What if I want to add registration groups after I’m registered?
You can apply to add registration groups during your registration period by chatting to your auditor. This triggers an out-of-cycle audit scoped to the new groups (and potentially changes your overall audit pathway if the new groups trigger certification). It’s a real audit process so preparation still matters.
Does verification mean lower quality?
No. It means lower-risk services, which require a proportionately smaller audit scope. A well-run household tasks business with strong incident management, complaints handling, and HR practices is meeting exactly the standard that applies to them.
What happens at renewal, do I go through the same pathway?
Yes. Your three-year registration renewal involves the same pathway as your initial audit, assessed against the same standards, unless you choose this opportunity to add on additional groups/modules. The auditor will expect to see evidence that your quality systems have been actively maintained and improved, not just the same documents from three years ago. Certification providers also complete their mid-term audit at 18 months.
How long does the whole process take?
For verification, from the time you engage an auditor and submit your documents, the audit itself is often completed within a few weeks.
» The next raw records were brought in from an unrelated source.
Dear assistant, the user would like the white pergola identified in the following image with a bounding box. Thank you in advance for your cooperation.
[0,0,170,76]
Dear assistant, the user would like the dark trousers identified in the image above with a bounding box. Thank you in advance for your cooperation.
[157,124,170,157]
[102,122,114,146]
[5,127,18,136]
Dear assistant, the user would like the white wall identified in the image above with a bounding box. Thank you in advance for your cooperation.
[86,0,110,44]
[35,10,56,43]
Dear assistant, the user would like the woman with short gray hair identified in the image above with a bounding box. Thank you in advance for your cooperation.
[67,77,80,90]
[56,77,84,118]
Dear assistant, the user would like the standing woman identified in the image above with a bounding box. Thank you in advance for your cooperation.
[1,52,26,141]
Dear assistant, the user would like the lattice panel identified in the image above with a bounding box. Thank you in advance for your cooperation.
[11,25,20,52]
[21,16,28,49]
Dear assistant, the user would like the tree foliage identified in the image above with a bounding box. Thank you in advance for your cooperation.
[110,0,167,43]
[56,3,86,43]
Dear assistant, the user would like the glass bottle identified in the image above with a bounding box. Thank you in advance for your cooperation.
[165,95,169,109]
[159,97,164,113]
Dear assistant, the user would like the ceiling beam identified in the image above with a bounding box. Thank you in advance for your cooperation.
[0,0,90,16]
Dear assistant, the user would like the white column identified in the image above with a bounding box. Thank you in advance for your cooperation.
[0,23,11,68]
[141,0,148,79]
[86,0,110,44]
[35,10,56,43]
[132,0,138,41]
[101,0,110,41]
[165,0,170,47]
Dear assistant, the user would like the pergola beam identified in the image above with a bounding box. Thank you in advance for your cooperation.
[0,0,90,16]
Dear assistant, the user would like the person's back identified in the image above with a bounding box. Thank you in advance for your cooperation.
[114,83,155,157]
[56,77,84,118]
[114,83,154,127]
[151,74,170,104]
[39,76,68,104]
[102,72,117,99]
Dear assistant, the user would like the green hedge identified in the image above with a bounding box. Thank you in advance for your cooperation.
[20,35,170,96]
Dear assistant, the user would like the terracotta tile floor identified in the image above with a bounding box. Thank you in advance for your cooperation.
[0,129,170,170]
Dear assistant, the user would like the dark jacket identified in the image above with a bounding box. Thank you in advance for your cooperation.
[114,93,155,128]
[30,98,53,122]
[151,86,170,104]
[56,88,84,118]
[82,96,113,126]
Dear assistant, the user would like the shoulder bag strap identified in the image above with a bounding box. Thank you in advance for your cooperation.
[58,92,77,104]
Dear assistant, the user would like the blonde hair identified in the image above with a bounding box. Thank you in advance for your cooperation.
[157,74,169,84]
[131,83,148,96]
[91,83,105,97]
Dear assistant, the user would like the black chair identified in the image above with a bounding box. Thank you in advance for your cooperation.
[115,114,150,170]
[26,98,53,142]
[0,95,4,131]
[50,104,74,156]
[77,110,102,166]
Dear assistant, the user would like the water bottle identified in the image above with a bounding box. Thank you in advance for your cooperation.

For certification, Stage 2 must occur within 3 months of Stage 1. After Stage 2, if there are no major non-conformities to address, the auditor will generally be able to submit their report to the Commission within a couple of weeks and after you have a chance to review the draft.
Commission processing after the audit report is submitted can take several additional months depending on their current workload.
Building Your Documentation
We have a few free and paid tools available at Paperbark NDIS, and more coming soon, for providers looking to build their documentation and develop documents that actually reflect day-to-day operations.
- Verification Toolkit (paid)
- Certification Toolkit (coming soon)
- Risk Register builder (free)
- Incident Management policy suite builder (free)
- Emergency and Disaster Management Plan builder (free)
Another option is generic template packs which are purchaseable online. If you opt to use this method, make sure you thoroughly review every document before you submit for your audit, replace every bit of placeholder text, and make sure it reflects your business and service types.
We need more great providers doing great work, and getting registered can be a strong signal to the community that you value quality and compliance. Good luck with your audit – it’s a tough, but rewarding journey!